感極まり、スイショウは両手を挙げてバンザイした。後に彼女は数々の難関に直面するが、そのたび「でもま、タピオ・カーンと対峙したと比べりゃ大したことねえな」と思って克服してきた。

● ● ●

ドルルルルルロロロローン。向かい風に打たれながら、リオば高速道路を進んでいた。SR400のエンジン振動がハンドルとシートから全身に伝わる。

スピード……スピードがはいい。スピードの中ではスピード以外のものはすべて不純物。礼儀も、倫理も、法律も後ろに捨て去った気分だ。スピードの中でしか俺は自由になれない。嗚呼、ゴーイングマイウェイ……

スピーディな感傷に陥っているリオ。ふとミラーを覗くと、背後の空が曇り始めていると気づいた。

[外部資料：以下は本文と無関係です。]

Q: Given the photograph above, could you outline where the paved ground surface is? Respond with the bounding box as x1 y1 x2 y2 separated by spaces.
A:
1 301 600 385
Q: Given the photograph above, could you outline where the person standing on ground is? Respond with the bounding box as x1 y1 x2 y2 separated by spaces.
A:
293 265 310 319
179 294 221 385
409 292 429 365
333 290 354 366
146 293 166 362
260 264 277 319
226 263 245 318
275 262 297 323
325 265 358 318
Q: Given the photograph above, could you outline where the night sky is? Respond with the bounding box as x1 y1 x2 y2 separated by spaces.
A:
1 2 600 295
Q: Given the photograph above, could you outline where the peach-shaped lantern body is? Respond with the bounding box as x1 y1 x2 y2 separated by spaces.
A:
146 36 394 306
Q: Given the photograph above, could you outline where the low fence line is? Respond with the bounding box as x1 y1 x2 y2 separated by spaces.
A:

(えー、マジか。さっきまで晴れたってのに。降ってきたら嫌だな。次のサービスエリアに停まってレインコート着ようか)

ババー、バッババー、バーー。後ろからクラクションが響いた。

(うっせーな。煽り運転か?)

そう思った彼が再度ミラーを覗いた。後ろに走っている車両は何気に騒いでいる。黒い単車っぽい何かを避けている?単車?いや、なんか違う?馬?馬に乗ている?コスプレのオッサンが?高速で?馬って時速100㎞/hのスピード走れるんだっけ?てか近づいてくるぞ。

「タピオォォォ!カァーーーン!!!」

タピオ・カーンが愛刀「黒真珠」を抜刀して叫ぶ!

ズッッシャダンァァァー!!!

同時に空に稲妻が走り雷鳴が轟く!

「ヤベェッ!」

リオはアクセルを限界まで捻った。ライダーとして本能がそうさせたのだ!鬼気迫の顔、遠く離れてもはっきりわかる殺気立ったしるこに浮かぶ白玉のような目。わけが分からないが、タピオカーンが自分に向かってきている。追いつかれたらヤバいことになる気がする!

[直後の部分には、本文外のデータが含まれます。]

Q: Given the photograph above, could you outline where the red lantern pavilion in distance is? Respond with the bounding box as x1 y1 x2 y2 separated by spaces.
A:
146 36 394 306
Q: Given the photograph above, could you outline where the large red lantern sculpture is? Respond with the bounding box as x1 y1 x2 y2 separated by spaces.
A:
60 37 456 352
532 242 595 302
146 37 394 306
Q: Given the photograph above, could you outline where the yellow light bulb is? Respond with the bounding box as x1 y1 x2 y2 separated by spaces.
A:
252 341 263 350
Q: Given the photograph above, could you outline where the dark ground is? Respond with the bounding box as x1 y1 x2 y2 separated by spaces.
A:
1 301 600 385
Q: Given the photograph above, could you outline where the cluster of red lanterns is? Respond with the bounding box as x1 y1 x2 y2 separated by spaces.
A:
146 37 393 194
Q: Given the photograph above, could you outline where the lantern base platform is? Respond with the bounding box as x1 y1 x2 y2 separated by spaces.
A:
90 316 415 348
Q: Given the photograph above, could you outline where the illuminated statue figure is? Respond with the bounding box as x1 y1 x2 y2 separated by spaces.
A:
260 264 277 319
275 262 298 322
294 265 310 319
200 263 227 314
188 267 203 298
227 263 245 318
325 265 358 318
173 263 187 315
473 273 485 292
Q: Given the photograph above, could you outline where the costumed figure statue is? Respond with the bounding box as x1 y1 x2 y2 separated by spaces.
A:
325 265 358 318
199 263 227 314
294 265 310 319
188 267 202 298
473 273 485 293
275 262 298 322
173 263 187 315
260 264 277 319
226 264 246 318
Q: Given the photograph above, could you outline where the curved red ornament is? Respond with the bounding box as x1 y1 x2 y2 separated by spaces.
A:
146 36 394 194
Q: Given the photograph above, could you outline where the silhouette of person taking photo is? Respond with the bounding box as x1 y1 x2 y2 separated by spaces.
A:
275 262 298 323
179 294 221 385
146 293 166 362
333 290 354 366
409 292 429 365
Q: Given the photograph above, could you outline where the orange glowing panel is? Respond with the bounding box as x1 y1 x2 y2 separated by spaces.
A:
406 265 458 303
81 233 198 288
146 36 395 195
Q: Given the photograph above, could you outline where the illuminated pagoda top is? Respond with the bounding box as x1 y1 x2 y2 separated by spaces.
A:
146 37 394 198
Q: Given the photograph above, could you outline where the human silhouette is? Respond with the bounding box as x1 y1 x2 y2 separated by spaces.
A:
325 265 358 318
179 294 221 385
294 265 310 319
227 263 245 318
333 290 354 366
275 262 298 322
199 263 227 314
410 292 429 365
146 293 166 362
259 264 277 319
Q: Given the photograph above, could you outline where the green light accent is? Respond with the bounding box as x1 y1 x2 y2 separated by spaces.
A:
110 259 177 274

ドッドロロロロローン!4ストロークエンジンが唸り声をあげる。110、118、125、133㎞/h!バイクにとって極めて危険な速度だ!風圧と振動で全身の関節が悲鳴をあげているがリオはアクセルを緩めい。148㎞/h、SR400が出せる最大速度に達している!タピオ・カーンとの距離が開いていく。YAHAMAの誇るべきモーターテクノロジー!タピオ・カーンとモンゴルナイトメアが現代工業の前に敗北を喫するのか!?

「イカァーーン!」

否、ここで行かせるカーンではない!黒真珠を逆手に持ち、手綱を短く握っる。頭を下げて尻を持ち上げ、騎乗スタイルを馬賊モードから人馬一体のスプリントモードへ変更!さらに手でモンゴルナイトメアの首に触れてタピオカカロリーを送り込む!

「TARRBURRRRN!!!」

鼻と口から炎を吹き出すモンゴルナイトメア!全身の筋肉から血管が浮かび上がって体積が1.5倍バンプアップ!鋼鉄蹄がアスファルトを砕き、抉りながら爆発的に加速!開いた距離を一気に詰める!

「チクショォオオーーッ!」

ミラーを通して接近してくる悪夢ナイトメアを目にしたリオは絶望に叫んだ。

交差。水平一閃。ヘルメットを被った生首がスピードに見放されて後ろへ転がった。頸部の切断面から噴水のように血液が噴き上がる身体はなおハンドルを手放さず、しばらく走行したが、やがてバランスが崩れた。側面からアスファルトに擦って、死体が遠心力に投げ出され、バイクは2回バウンドしてカードレールに衝突した。

タピオ・カーンは振り向かず、黒真珠を鞘に納めて法定速度までスピードを下げた。そして次のサービスセンターに入り、勝利のタピオカ抹茶ラテを味わった。